Opinion: Iowans shouldn’t have to pay rent during COVID-19 pandemic

With nearly 100,000 Iowans having applied for unemployment, a cancellation of rent payment for April and May is both essential and ethical.

Photo+Illustration+by+Raquele+Decker.

Raquele Decker

Photo Illustration by Raquele Decker.

Becca Bright, Columnist


Rent was due in two weeks, but I had been furloughed from two jobs. I had decided to contact my landlord early, hoping for any kind of advanced leniency — or even cancellation of rent. His answer was that his obligations as owner of the house were still demanded of him.

“I expect payment in full,” my landlord replied. I was seething.

When April 1 came, I did pay my rent — but only because my family had sent me the money. A huge portion of Iowans do not have this security.

Out of all that the novel coronavirus has affected, apparently the business of a landlord is immune.

According to the U.S. Labor Department, approximately 3.1 percent of Iowans have applied for unemployment benefits in the last week — that’s nearly 100,000 people. As a move to contain the spread of COVID-19, Iowa Gov. Kim Reynolds has mandated nonessential businesses — retail stores, restaurants, bars — to remain closed until at least April 30. This is likely to be extended as confirmed cases in Iowa are rising by the dozens daily.

The next legislative decision that state and local governments must make is to freeze or cancel all rent payments for the months of April and May. While Reynolds has placed a moratorium on evictions until April 16, this is not enough.

Furloughed Iowans should not have to pay for housing during a global pandemic. It’s unethical.

As a community, we are all facing a pandemic that is potentially fatal for many. Thousands of hard-working people are without any income. A sudden loss of financial stability is terrifying. The pandemic has already displaced University of Iowa students in a multitude of ways. Many do not have the security of savings, or family support, or a safe home close enough to return to.

For property-management companies to still expect rent payments during a crisis of sickness and mass unemployment is both unrealistic and cruel.

This demand of pay by landlords is no longer a necessary one. Within that moratorium, Reynolds also froze property taxes. Most property managements use rental payments, in part, to pay off such property taxes, or mortgages.

Many UI students have remained in their Iowa City living spaces during this pandemic, and most are still being expected to pay their rent — seemingly without regard to Reynolds’ motions.
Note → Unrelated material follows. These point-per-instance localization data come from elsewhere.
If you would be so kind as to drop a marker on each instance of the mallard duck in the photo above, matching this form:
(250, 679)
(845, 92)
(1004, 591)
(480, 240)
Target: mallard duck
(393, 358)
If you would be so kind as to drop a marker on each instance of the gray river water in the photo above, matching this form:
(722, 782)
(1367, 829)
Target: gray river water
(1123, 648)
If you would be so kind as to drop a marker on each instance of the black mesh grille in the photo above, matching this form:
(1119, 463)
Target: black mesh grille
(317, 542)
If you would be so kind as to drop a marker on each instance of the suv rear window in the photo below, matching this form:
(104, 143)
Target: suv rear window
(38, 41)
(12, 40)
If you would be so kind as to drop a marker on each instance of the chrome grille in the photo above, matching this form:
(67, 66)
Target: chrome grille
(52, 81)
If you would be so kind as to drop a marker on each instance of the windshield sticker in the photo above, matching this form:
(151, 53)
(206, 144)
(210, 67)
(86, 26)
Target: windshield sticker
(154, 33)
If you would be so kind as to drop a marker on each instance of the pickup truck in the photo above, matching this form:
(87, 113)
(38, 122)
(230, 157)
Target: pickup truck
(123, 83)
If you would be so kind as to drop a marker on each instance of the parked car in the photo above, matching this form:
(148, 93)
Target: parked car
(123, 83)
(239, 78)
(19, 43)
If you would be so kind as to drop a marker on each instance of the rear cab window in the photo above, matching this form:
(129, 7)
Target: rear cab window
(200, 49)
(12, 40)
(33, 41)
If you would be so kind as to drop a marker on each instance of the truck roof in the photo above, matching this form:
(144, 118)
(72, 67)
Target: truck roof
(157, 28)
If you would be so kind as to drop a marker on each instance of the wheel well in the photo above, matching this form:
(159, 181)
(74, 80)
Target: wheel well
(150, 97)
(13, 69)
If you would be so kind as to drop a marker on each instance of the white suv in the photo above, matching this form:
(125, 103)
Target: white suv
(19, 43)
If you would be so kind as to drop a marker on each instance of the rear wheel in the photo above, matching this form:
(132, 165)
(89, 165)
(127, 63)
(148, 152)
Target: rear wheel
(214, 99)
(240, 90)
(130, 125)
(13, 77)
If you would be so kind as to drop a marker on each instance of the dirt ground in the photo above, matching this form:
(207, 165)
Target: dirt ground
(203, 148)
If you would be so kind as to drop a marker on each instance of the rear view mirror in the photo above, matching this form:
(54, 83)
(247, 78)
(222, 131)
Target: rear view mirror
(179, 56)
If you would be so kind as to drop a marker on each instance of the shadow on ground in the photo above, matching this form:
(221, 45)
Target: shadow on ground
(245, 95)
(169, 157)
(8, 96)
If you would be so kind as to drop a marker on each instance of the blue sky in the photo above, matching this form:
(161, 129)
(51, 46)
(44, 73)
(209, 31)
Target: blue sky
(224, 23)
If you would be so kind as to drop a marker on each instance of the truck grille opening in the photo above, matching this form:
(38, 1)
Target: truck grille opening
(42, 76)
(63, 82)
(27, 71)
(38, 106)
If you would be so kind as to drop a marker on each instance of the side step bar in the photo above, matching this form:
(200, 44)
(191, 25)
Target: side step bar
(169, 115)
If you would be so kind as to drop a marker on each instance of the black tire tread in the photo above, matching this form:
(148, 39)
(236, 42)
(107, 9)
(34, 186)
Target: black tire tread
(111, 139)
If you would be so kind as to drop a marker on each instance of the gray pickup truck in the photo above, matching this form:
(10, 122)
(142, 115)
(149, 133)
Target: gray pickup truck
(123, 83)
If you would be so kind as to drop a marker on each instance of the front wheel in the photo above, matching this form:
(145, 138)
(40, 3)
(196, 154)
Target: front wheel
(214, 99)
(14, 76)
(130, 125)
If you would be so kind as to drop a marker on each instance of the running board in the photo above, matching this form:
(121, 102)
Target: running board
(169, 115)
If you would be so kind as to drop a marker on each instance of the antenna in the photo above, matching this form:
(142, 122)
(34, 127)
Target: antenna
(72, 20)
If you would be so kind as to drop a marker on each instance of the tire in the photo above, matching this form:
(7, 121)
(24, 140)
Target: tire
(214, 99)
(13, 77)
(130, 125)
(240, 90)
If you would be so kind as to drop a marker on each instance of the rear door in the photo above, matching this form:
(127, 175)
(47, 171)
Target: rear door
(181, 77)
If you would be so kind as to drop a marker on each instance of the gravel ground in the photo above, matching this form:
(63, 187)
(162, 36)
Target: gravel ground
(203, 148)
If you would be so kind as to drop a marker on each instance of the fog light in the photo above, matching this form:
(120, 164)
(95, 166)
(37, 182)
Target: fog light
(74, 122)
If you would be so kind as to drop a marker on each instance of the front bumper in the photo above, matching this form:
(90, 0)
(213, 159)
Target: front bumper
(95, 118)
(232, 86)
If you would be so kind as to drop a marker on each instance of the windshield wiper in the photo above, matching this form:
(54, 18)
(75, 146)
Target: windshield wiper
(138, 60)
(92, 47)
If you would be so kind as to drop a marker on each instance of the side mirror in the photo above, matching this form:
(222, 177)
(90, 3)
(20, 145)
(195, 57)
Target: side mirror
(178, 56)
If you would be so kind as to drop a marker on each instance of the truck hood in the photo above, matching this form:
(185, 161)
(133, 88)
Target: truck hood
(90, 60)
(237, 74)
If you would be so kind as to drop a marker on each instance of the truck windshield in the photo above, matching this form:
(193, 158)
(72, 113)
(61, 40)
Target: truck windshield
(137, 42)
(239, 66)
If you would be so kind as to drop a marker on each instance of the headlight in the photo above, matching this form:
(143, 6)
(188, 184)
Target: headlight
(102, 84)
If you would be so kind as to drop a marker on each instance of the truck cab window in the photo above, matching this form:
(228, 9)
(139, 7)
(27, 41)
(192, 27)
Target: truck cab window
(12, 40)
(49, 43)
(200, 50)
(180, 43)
What’s particularly disheartening is the realization that such resources as unemployment benefits — even stimulus checks from the $2.2 trillion relief package — may be seen by landlords as a direct deposit for rent payment. This aid should be for essential goods, such as food and health needs. Many college students aren’t even eligible to receive a check, which means they are receiving no government help during this pandemic.

It should go without saying that landlords and employees of property management companies need income to live, too. However, expecting an income of rent payment during a time where millions of Americans have lost their source of income is unrealistic.

As a reminder, unemployment benefits and qualifying for a stimulus check is a resource for landlords just as it is for tenants.

However, these aids are unlikely to be enough for both parties. This is why canceling rent payments for April and May is a necessary rescue for Iowans — tenant and landlord — from even more financial loss. Government has the power to freeze rent and taxes.

From Canada to El Salvador, other governments are exercising their authority to cancel certain payments, such as rent, to ease the financial aftermaths of COVID-19. Why can’t the United States? If our economy is the priority, which seems to the message of the Trump administration, then creating a national rent moratorium would help to stabilize the housing market as well as landlords and tenants’ livelihoods.

Even if this needed moratorium is enacted into law, property management companies still shouldn’t have to rely on the instruction of the government to make a moral decision.

The risk of increased homelessness in the U.S. should never be an effect of a pandemic.